The trees, the grass, the pond, the dark hair resting against Wynne’s shoulder became a blur as he struggled against the raw emotion his son’s words and tears unleashed in him. He waited, allowing the tranquility of the woods and the water to calm Cuffe’s sobs before he spoke.

“You want to be there with her, I know. You feel your place is to help your grandmother.” Wynne forced the words out through the tightness in his throat. “But Nanny’s last letter before I sent for you convinced me that her sole hope, her greatest prayer, was that you come to live here.”

“But why?”

“Because she was worried about you.”

“But I’m worried abouther!” he cried.

“Your Nanny saw more trouble coming on the island, and she was afraid you’d be caught up in it.”

“I’ll stay out of it. I won’t do anything to make her worry.”

“Nanny has lived through troubles before. She knows how young men and boys get swept up in it, whether they mean to or not. It’s the nature of war, and she said war is coming between the Maroons and the plantation owners.” Wynne rubbed his son’s back. “Nanny told me she’d die if you were taken by the authorities or hurt for tagging along.”
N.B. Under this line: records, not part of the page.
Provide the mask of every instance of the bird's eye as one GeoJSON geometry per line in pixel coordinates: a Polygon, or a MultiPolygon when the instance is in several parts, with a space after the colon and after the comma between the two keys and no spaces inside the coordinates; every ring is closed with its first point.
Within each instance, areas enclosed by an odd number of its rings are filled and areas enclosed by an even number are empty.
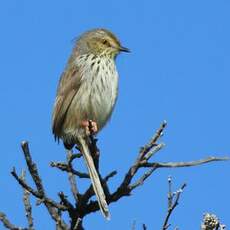
{"type": "Polygon", "coordinates": [[[103,40],[102,42],[104,45],[109,45],[109,42],[107,40],[103,40]]]}

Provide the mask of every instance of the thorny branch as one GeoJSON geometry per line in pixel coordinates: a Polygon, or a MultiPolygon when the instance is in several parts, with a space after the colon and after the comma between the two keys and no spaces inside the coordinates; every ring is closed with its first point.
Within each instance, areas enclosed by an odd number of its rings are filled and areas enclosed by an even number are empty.
{"type": "MultiPolygon", "coordinates": [[[[99,169],[100,151],[97,147],[97,139],[91,133],[88,139],[88,144],[89,144],[89,148],[90,148],[92,157],[94,159],[95,166],[98,170],[99,178],[101,180],[101,183],[102,183],[105,195],[106,195],[106,201],[108,204],[116,202],[122,197],[129,196],[135,188],[143,185],[145,180],[148,177],[150,177],[152,173],[159,168],[189,167],[189,166],[201,165],[201,164],[209,163],[213,161],[224,161],[224,160],[229,159],[227,157],[208,157],[205,159],[201,159],[197,161],[190,161],[190,162],[167,162],[167,163],[150,162],[153,156],[164,147],[164,143],[161,143],[161,142],[158,143],[158,141],[162,137],[165,127],[166,127],[166,122],[163,122],[160,128],[156,131],[156,133],[150,139],[150,141],[140,149],[137,159],[134,161],[133,165],[131,165],[131,167],[128,169],[120,185],[117,187],[117,189],[114,192],[110,192],[107,182],[110,178],[115,176],[117,172],[112,171],[105,177],[101,176],[100,169],[99,169]],[[140,169],[146,169],[147,171],[145,171],[138,179],[135,179],[135,176],[140,169]]],[[[89,130],[90,130],[90,127],[89,127],[89,130]]],[[[22,146],[23,154],[24,154],[26,164],[28,167],[28,171],[36,185],[36,188],[32,188],[25,181],[25,178],[19,177],[14,168],[11,174],[17,180],[17,182],[21,185],[21,187],[24,189],[24,192],[26,192],[26,195],[29,195],[29,194],[33,195],[35,198],[38,199],[37,203],[45,205],[51,218],[55,222],[56,229],[58,230],[59,229],[60,230],[61,229],[62,230],[69,230],[69,229],[81,230],[83,229],[82,221],[84,217],[92,212],[98,211],[99,206],[98,206],[97,201],[91,200],[91,198],[94,196],[94,191],[91,185],[86,189],[85,192],[82,192],[82,193],[80,193],[78,186],[77,186],[79,183],[79,180],[89,179],[88,173],[80,172],[74,169],[74,166],[72,164],[74,160],[81,158],[82,154],[81,153],[74,154],[73,152],[68,151],[66,162],[51,162],[50,163],[51,167],[55,167],[63,172],[67,172],[72,195],[75,199],[75,203],[72,204],[69,201],[68,197],[65,196],[63,192],[58,193],[60,202],[57,202],[49,198],[46,195],[45,188],[43,186],[42,180],[37,170],[37,165],[32,161],[28,142],[25,142],[25,141],[22,142],[21,146],[22,146]],[[69,225],[66,224],[65,221],[63,220],[62,212],[68,213],[69,219],[70,219],[69,225]]],[[[181,188],[182,190],[184,186],[182,186],[181,188]]],[[[175,200],[176,205],[179,200],[179,196],[180,196],[180,193],[178,193],[178,195],[176,196],[178,197],[178,199],[176,198],[175,200]]],[[[26,199],[28,199],[28,197],[26,199]]],[[[25,201],[24,201],[24,204],[25,204],[25,201]]],[[[173,210],[174,208],[175,207],[172,205],[171,209],[173,210]]],[[[30,226],[30,228],[26,228],[26,229],[32,230],[33,229],[33,224],[32,224],[33,219],[32,219],[32,213],[30,211],[30,206],[28,206],[28,203],[25,209],[28,215],[27,217],[28,224],[30,226]]],[[[168,213],[169,216],[171,215],[171,212],[168,213]]],[[[11,224],[11,222],[6,218],[6,215],[4,213],[0,213],[0,221],[8,229],[22,229],[22,228],[18,228],[14,226],[13,224],[11,224]]]]}

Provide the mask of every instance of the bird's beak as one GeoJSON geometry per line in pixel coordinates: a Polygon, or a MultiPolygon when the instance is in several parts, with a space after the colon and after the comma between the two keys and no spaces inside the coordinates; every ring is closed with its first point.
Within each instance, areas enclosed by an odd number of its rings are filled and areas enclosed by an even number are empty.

“If you let me go back, I swear I won’t do any of those things.” Cuffe pulled away and turned his pleading eyes on him. “I’ll stay close to her, I promise. I won’t even leave the village.”

He knew his son was mature far beyond his years. Cuffe had grown up hearing about or witnessing with his own eyes the ruthlessness of the landowners. The injustice would inevitably drive him to resist.

It had been more than seven years since slave-trading was made illegal, but little had changed in the islands. Wynne was a military man and he believed in the Maroon’s fight. He too had seen the evils of slavery firsthand. Too many in England profited by the exploitation of human beings, and too many turned a blind eye to it.

More than the fair-weather abolitionists and the idealists in Parliament, the Maroons were the strongest force resisting the evil of slavery in Jamaica. In the sugar islands, they were known as the Children of the Mist. And they were feared. Emerging from nowhere, they’d attack a slave trader, free a shipment of slaves bound for a plantation, and then disappear. When retaliations came, everyone was dragged into battle—every man, woman, and child. And this is what Cuffe’s grandmother feared most.

Wynne respected the fight, but he couldn’t allow his son to take part in it at his age.

“I’m not saying this well,” he said, searching for the words that might help Cuffe understand. “The decision to bring you to Scotland was to give you a safe home, but that’s not all. Having you here is as much about your Nanny and me. It’s about being a grandmother and a father. It’s about caring so much that you would die before allowing your son to be hurt.”

He pulled Cuffe to him again, and to his relief, the boy allowed it. Wynne hadn’t been the father he should have been, but he would make up for it now.

“Until you’re grown,” he told him, “your place is with me. But I promise you this, I’ll teach you all you need to know to survive in the world you choose to live in. You’ll learn to think and ride and fight. You’ll train your mind and your body. You’ll become strong and sharp and clear thinking. You’ll be a leader that men can trust. And when you’re ready, when you’re old enough, you can choose where you want to be.”

Wynne knew this wasn’t the answer Cuffe hoped for.

“I know you miss your grandmother,” he said softly. “You can write to her. I know she’ll write back to you.”

“But the time between is slow,” Cuffe said, pulling away again. “If I don’t see her, I’m afraid I’ll forget her.”

“Never. Nanny raised you. She made you the fine, strong lad you are. For as long as you live, she’ll be a part of who you are and a part of all you’ll do.”

Cuffe stretched his legs out in front of him and stared at the line of trees beyond the pond. His tears had dried and the sobs had subsided, but his sorrow still showed in his face.

Jo told him to listen and talk to his son. He’d listened and then he’d talked, as well. He hoped Cuffe knew that he understood his son’s pain.

They’d made a great leap forward in a very short time, but he knew that this moment was just one step on a long road.

“So much of life requires making difficult choices,” Wynne said quietly. “You have many ahead of you.”

He was surprised when Cuffe’s gaze swung around to him.

“What difficult choices have you made?”